Tu affiches une bouille désolée à Charlotte, probablement que tu aimerais passer un peu plus de temps en sa présence, finalement.
♡
Fredonnant l’une des musiques que tu connais par cœur, tu attrapes deux verres. Un pour Liseron. Un pour toi. « Merci Liseron ! Ce serait avec plaisir. Je t’avoue qu’à force de travailler dans un supermarché, j’ai du mal à passer du temps en plus à faire les courses. Et avec les enfants, c’est un calvaire. Ah je les aime hein ! Tu le sais bien. Mais Cora qui traîne les pieds, Zephyr qui réclame tout et son contraire pour une raison inconnue et Molly qui veut encore monter dans le caddie à huit ans… C’est… Compliqué… » Ils sont adorables tes enfants. Mais ils restent des enfants. Ils font des crises, testent ta patience. Ils veulent voir jusqu’où ils peuvent aller avant que ce ne soit trop. Ils se développent, grandissent, apprennent.

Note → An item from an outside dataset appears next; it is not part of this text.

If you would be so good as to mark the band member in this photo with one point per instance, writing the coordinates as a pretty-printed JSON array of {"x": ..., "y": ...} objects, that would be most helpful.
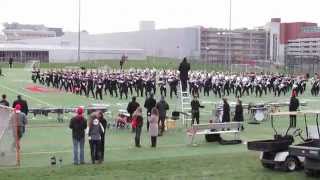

Tu ne sais vraiment pas ce que tu ferais sans Liseron. Sans Maggie. Sans tous ces gens qui entourent ta famille. Qui la protègent dans un sens. Qui colmatent tes failles. Ils te complètent et permettent à tes enfants de grandir, de s’accomplir et de ne manquer de rien malgré l’absence de leur père. Ils te rendent service sans poser de questions. Tu as une confiance aveugle sans ces deux magnifiques personnes. Un sourire empli de douceur étire tes lèvres quand tu y penses et ton cœur se réchauffe d’amour et de joie. Un sourire bien vite effacé par les vibrations du téléphone du jeune homme qui te tirent de tes pensées. À la hâte, tu remplis les deux verres et lui en tends un. « Ah oui ! Ne sois pas en retard ! Je n’ai pas envie que tu loupes quoi que ce soit à cause de moi ! Et encore moins que tu te fasses gronder… » Tu ne connais pas aussi bien ses colocataires que tu ne le connais lui. Tout ce que tu sais c’est qu’ils ont l’air de bien s’entendre. C’est ce qui compte pour toi, que Liseron soit heureux dans sa vie. Et tu espères sincèrement qu’il l’est. « En tout cas, tu sais que tu es la bienvenue ici quand tu veux. Que tu gardes les petits ou non c’est toujours un plaisir de te recevoir ! »
Breathe
Tu trépignes sur place, parce que tu veux partir retrouver les autres, mais tu veux rester aussi. Charlotte est de bonne compagnie, peut-être même qu'elle te fait un peu penser à Maman, et que Maman te manque tellement. Alors, tu descends ton verre d'eau à la vitesse de l'éclair avant de relever les yeux vers la jolie dame. Elle a accepté la proposition des courses, et tu tapotes l'écran de ton téléphone éteint avec intérêt.
Tu hoche la tête vivement, en lui intiment qu'elle ne pourra pas savoir avant que vous faisiez les courses ensemble, évidemment. Et puis, finalement, tu te relèves à la hâte, attrape ton verre pour aller le mettre dans l'évier parce que tu sais te tenir, quand même, et t'approcher de la porte pour remettre tes chaussures rapidement et faire solidement tes lacets - il va sûrement falloir que tu traces jusqu'au cinéma.
Tu entrouvres la porte et la gratifie d'un dernier sourire plein de joie.
Et, rouge de honte tu fermes la porte et dévale les escaliers. Oh bon sang, c'est pas passé loin.